History

United States
- Name: USLHT Dahlia
- Namesake: Dahlia
- Builder: Neafie & Levy
- Launched: 1874
- Fate: Sold into commercial service, 5 May 1909; Wrecked, 11 March 1912;

General characteristics
- Type: Lighthouse tender
- Tonnage: 623 long tons (633 t) gross; 353 long tons (359 t) net;
- Length: 129 ft 5 in (39.45 m)
- Beam: 25 ft (7.6 m)
- Draft: 10 ft 5 in (3.18 m)
- Propulsion: Steeple compound engine, 1 screw
- Armament: None

= USLHT Dahlia =

The United States Lighthouse Tender Dahlia was a lighthouse tender serving on the Great Lakes.

The first Great Lakes tender to be specifically built for that purpose, she was built in 1874 by Neafie & Levy and placed into commission at Detroit, Michigan. The ship was refitted in 1881, and again in 1891.

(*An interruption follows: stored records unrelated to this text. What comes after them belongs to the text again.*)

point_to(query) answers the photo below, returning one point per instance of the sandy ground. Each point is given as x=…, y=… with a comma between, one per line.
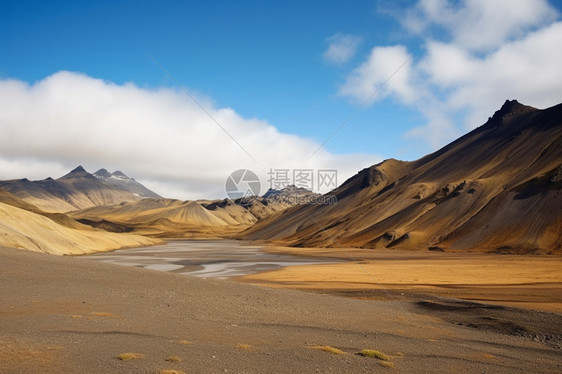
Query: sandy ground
x=532, y=282
x=67, y=314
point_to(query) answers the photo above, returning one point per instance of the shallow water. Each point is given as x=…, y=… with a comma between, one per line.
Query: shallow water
x=204, y=258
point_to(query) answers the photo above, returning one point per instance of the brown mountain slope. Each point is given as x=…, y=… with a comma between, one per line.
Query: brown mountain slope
x=77, y=190
x=23, y=225
x=498, y=188
x=175, y=218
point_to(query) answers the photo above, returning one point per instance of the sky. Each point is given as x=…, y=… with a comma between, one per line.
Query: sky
x=179, y=94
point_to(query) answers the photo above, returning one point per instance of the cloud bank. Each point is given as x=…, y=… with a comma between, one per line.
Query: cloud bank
x=341, y=48
x=158, y=136
x=475, y=55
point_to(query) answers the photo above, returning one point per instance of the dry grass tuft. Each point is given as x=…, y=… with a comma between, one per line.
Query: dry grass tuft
x=130, y=356
x=327, y=348
x=101, y=314
x=174, y=359
x=246, y=347
x=386, y=364
x=374, y=354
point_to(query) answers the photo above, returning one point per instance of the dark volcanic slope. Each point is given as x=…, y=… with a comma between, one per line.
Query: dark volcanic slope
x=498, y=188
x=77, y=190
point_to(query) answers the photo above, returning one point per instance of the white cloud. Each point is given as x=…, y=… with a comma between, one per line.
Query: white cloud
x=477, y=54
x=387, y=69
x=341, y=48
x=480, y=25
x=159, y=136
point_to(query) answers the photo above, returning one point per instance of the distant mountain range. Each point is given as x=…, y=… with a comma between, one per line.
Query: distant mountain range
x=498, y=188
x=78, y=190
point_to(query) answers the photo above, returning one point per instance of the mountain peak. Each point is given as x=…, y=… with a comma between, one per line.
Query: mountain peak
x=511, y=109
x=120, y=174
x=103, y=173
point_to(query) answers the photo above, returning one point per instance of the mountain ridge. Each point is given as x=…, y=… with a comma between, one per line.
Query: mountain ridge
x=457, y=198
x=77, y=189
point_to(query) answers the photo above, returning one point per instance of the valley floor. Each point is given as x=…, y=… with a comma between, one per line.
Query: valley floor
x=527, y=281
x=68, y=314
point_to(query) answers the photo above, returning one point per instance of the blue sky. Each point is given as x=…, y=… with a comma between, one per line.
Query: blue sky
x=269, y=62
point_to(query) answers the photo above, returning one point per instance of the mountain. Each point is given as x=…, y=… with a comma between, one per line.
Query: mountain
x=496, y=189
x=28, y=227
x=77, y=190
x=121, y=181
x=201, y=218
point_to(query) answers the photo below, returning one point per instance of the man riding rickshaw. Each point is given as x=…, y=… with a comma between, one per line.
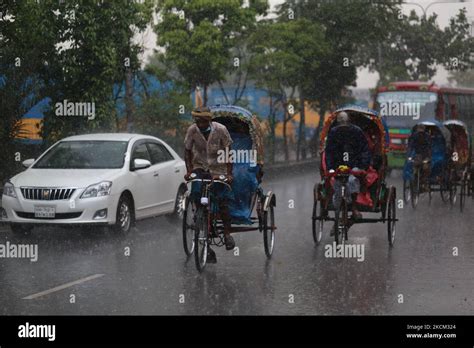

On 5 November 1907 while docked at Milwaukee she was struck by receiving $450 in damage. On 5 May 1909 she was sold to E. W. Seymour, of Chicago, and rebuilt as passenger and freight carrier, and rechristened Flora M. Hill on 12 May 1910, under which name she served as a ferry between Chicago and Green Bay. The ship became stuck in heavy ice on 11 March 1912, while attempting to enter Chicago Harbor; after her passengers were unloaded, she was allowed to sink to the bottom, where her remains were seen as a shipping hazard and dynamited.